Despite his stats, major league teams were reluctant to sign Lazzeri because of his epilepsy. At the time, Baldassaro said, the condition was not wellunderstood and there was enormous stigma attached. And there was the matter of his heritage.

“A lot of teams didn’t want to sign Italians at that time. There were all the stereotypes: They were hotblooded, they were prone to criminality,” Baldassaro noted. Before Lazzeri, only 15 Italian Americans had been signed to the majors.

But the Yankees took a gamble after management learned that Lazzeri’s seizures tended to happen in the morning, so he would be free to play afternoon games. His career took off.

“So, in 1926, there was a 22-year-old rookie playing alongside Babe Ruth and Lou Gehrig. That in itself was amazing. But here’s what’s more amazing: In those days, major leaguers didn’t welcome rookies,” Baldassaro said. “If some kid comes up, he’s there to take your job if you’re a veteran.

“For whatever reason, Tony Lazzeri not only was accepted by his teammates, he was respected by them to the extent that as a rookie, he was acknowledged by the media and the general manager as a leader of the team on the field, like a captain. That’s unheard of, especially on the Yankees.”
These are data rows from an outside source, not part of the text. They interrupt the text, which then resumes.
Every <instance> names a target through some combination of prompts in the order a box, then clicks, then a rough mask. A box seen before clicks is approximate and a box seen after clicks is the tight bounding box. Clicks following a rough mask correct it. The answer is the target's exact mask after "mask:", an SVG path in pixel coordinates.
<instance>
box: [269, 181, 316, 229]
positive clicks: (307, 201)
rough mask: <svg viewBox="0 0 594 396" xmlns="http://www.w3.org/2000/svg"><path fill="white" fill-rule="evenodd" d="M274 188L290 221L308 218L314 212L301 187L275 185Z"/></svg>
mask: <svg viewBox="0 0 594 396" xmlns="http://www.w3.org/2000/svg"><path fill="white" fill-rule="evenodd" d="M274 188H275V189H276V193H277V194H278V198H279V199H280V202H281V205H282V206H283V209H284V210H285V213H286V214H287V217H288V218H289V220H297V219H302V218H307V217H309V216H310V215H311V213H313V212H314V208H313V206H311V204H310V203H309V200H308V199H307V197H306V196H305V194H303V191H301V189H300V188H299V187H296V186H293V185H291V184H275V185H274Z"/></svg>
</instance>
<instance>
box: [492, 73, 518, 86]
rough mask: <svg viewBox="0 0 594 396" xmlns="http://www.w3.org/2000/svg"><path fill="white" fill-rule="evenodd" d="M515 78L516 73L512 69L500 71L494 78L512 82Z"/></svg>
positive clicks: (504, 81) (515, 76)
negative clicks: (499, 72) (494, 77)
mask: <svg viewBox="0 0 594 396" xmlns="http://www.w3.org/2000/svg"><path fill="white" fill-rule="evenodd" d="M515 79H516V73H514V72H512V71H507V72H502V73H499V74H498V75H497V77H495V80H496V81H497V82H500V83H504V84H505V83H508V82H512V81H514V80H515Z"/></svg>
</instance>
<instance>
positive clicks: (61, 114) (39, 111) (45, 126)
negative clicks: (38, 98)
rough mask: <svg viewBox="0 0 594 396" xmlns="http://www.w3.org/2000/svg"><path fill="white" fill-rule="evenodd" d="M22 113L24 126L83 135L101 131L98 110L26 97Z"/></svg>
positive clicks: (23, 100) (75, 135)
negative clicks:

Lazzeri played second base at a time where middle infielders generally didn’t hit for power. In his 12 years with the Yankees, Baldassaro said, only six other American League players hit more home runs than Lazzeri, and just five drove in more runs.

“So, he was one of the elite sluggers of his time,” Baldassaro said.

An American influence

Lazzeri becomes even more impressive when you consider American culture and politics at the time, Baldassaro said. As Lazzeri was dominating the minor leagues, Congress passed the 1924 Immigration Act, severely restricting Italian and other southern and eastern Europeans from immigrating to America. As Lazzeri moved up to the majors, the most famous Italian in America, Al Capone, was tightening his grip on the city of Chicago.

“So Italian Americans, who for decades had been belittled, all of a sudden had this 22-year-old kid who was being cheered and admired by millions of Americans. That instilled a sense of pride in these people,” Baldassaro noted. “He was the first to draw Italians into baseball.

“Moreover, it is difficult, I believe, to overestimate Lazzeri’s impact in countering negative perceptions of Italians. As the antithesis of all the stereotypes that had been lodged in the public consciousness for many decades, he helped change the way they were perceived by others.”

Lazzeri’s legacy was cut short by his death. Thanks to his reluctance to grant interviews and his larger-than life teammates, Lazzeri faded into history, despite his accomplishments and achievements.

Baldassaro hopes his book can help change that.

“I’ve never written a biography,” he said. “I felt a great sense of responsibility to this man, to get the story right and to do him justice, and hopefully, perhaps, restore him to his rightful place in baseball history.”